Johannes Czernin, editor in chief of The Journal of Nuclear Medicine, talked with Andrew M. Scott, director of the Department of Molecular Imaging and Therapy at Austin Health, head of the Tumor Targeting Laboratory at Olivia Newton-John Cancer Research Institute, a professor at the School of Cancer Medicine at La Trobe University, and a professor at the University of Melbourne (all in Australia), about his role and perspective on the extraordinary growth and promise of theranostic applications in nuclear medicine.

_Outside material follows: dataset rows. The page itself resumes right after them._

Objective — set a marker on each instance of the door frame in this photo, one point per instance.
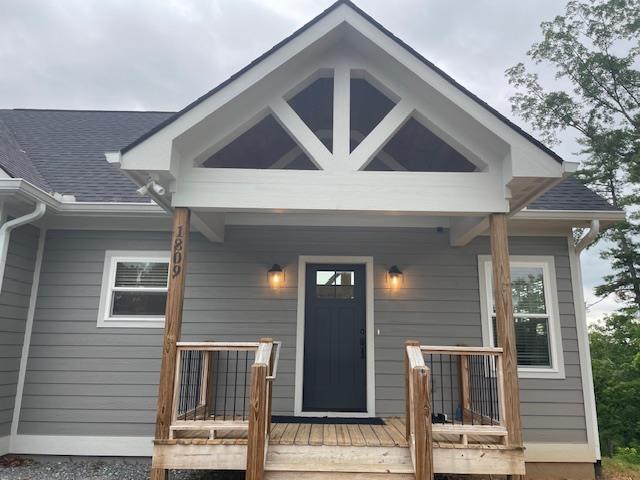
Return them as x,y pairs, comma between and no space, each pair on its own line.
303,260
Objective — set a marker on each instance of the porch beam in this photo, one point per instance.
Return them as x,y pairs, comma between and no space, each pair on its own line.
463,230
211,225
505,327
172,327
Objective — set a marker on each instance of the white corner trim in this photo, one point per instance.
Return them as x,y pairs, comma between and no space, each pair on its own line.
371,388
4,445
584,350
82,445
558,452
111,257
547,262
26,342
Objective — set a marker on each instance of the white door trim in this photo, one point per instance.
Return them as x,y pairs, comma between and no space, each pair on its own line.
371,389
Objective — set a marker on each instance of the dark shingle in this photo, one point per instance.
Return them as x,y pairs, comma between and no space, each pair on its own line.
64,150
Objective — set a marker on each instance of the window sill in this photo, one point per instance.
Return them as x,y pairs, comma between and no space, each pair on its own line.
131,322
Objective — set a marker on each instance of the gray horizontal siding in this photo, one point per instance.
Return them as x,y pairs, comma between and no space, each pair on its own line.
14,304
88,381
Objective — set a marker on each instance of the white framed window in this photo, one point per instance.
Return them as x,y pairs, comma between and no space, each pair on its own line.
535,312
134,289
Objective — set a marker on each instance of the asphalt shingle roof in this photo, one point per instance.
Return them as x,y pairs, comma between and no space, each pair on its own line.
63,151
571,195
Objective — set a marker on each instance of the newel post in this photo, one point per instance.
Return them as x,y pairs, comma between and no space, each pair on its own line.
172,327
505,327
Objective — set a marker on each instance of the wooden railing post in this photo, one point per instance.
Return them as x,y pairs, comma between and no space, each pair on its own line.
465,387
257,422
269,384
505,327
172,328
407,392
422,424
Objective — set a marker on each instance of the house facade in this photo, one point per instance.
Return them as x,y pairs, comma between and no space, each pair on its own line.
344,196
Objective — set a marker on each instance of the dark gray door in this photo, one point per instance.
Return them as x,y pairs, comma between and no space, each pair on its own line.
335,352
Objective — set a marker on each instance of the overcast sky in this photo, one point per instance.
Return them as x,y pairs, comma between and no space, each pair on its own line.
162,54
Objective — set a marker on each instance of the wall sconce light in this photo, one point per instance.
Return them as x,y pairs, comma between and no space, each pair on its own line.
395,277
275,275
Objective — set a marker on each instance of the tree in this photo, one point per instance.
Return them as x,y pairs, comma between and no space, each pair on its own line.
594,49
615,349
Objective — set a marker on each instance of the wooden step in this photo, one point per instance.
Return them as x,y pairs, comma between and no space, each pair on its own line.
337,476
329,462
314,466
299,457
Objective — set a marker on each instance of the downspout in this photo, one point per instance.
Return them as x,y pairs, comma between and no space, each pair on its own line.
584,350
8,227
589,237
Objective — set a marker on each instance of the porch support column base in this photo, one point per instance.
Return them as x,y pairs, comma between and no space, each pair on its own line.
172,328
505,327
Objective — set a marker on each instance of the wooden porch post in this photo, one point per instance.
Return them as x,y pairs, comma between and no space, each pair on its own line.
172,327
505,327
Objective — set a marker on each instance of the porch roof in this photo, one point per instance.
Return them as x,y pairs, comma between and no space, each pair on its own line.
382,29
63,151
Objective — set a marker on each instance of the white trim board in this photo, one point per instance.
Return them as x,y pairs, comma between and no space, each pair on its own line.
584,351
111,258
558,452
371,388
5,445
547,262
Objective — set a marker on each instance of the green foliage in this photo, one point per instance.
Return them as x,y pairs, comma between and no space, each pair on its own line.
594,50
615,351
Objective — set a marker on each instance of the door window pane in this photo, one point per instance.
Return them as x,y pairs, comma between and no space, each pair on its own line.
335,284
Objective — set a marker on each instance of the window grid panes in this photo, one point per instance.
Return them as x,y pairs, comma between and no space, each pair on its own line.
335,284
139,289
530,312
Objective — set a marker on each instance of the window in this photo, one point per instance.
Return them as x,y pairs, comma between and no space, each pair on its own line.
535,312
334,284
134,289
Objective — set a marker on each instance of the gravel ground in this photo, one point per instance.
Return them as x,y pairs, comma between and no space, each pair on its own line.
66,468
91,468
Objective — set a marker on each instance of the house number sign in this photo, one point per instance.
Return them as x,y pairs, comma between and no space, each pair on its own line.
178,249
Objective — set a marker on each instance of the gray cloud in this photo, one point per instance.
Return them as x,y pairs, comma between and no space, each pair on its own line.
161,55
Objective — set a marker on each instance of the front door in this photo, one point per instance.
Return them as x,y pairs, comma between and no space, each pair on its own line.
335,335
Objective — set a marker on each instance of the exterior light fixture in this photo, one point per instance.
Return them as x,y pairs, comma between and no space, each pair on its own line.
275,276
395,278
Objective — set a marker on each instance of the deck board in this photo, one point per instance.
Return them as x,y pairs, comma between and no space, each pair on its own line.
390,434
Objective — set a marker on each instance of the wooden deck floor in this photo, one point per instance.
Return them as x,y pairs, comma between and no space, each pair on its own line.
390,434
336,451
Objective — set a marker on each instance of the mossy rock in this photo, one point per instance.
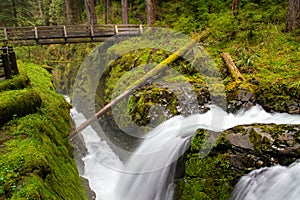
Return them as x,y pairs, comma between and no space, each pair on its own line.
35,154
18,103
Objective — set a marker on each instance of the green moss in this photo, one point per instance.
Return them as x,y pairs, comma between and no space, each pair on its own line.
18,103
35,156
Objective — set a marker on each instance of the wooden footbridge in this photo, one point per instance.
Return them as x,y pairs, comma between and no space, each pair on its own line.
66,34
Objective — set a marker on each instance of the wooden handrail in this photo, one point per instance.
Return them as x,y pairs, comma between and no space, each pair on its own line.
50,34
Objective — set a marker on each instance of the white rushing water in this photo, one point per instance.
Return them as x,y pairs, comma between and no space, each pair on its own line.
276,183
148,173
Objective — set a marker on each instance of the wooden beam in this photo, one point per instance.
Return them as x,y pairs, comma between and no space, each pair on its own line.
153,72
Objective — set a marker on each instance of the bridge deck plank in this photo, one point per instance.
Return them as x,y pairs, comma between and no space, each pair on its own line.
54,34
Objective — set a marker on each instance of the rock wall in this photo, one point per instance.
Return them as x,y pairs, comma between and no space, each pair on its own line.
35,154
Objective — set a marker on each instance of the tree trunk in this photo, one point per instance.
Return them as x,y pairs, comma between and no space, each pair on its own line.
234,7
125,11
107,10
90,12
293,16
150,10
153,72
41,10
69,11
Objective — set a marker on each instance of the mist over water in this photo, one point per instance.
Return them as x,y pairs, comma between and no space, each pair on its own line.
149,171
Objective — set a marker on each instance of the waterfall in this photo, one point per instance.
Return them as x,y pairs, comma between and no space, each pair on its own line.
149,171
276,183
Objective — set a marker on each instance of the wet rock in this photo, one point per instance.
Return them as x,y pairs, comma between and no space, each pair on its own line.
238,151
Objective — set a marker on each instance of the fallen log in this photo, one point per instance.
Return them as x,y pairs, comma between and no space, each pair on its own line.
234,71
153,72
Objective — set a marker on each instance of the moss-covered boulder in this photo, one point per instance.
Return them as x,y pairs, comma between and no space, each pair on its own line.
35,154
18,103
238,151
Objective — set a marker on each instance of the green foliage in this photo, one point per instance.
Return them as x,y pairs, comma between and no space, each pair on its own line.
18,103
35,160
18,82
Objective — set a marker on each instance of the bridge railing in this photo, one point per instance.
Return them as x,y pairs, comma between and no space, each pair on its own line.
42,33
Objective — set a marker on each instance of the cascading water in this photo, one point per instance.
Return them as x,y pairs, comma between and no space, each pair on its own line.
149,171
276,183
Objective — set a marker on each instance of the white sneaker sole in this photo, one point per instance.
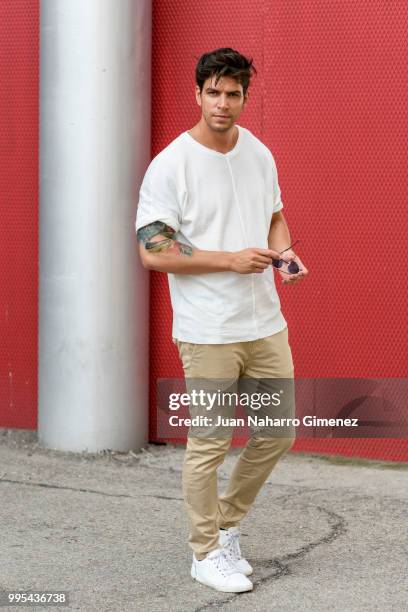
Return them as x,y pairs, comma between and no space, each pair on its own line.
221,588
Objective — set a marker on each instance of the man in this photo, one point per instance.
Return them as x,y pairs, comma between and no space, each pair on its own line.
210,216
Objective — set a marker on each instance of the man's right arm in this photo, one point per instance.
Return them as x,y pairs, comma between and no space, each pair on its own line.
161,252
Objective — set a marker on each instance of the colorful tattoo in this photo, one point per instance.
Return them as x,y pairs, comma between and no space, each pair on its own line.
153,229
157,228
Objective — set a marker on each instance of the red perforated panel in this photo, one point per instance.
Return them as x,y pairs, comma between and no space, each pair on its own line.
330,101
19,73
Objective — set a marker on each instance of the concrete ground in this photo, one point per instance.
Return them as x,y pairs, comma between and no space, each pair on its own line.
324,534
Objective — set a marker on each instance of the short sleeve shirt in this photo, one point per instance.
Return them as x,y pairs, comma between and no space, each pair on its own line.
217,202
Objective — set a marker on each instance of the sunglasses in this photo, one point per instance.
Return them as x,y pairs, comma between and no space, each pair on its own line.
284,266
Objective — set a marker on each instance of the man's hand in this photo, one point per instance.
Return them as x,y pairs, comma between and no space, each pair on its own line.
292,279
252,260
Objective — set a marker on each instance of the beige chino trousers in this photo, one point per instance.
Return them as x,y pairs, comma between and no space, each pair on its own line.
265,358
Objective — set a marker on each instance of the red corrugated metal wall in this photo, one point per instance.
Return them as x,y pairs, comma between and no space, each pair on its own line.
19,86
330,101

Dr. Scott is an internationally recognized physician/scientist whose research has focused on defining and characterizing antigen and receptor targets for cancer therapy, signaling and metabolic pathways in cancer cells, antibody-based therapy and immune regulation of tumors, and molecular imaging of cancer. His research has led to translation of multiple novel antibodies and proteins from basic development to phase 1 and 2 cancer trials. In addition to his clinical and research activities, he is engaged in strategic planning for training, health-care policy, and molecular imaging/nuclear medicine therapy advocacy in countries around the world, as well as with the International Atomic Energy Agency and the World Health Organization. He is a former president of the World Federation of Nuclear Medicine and Biology and has published more than 390 peer-reviewed articles and 27 book chapters.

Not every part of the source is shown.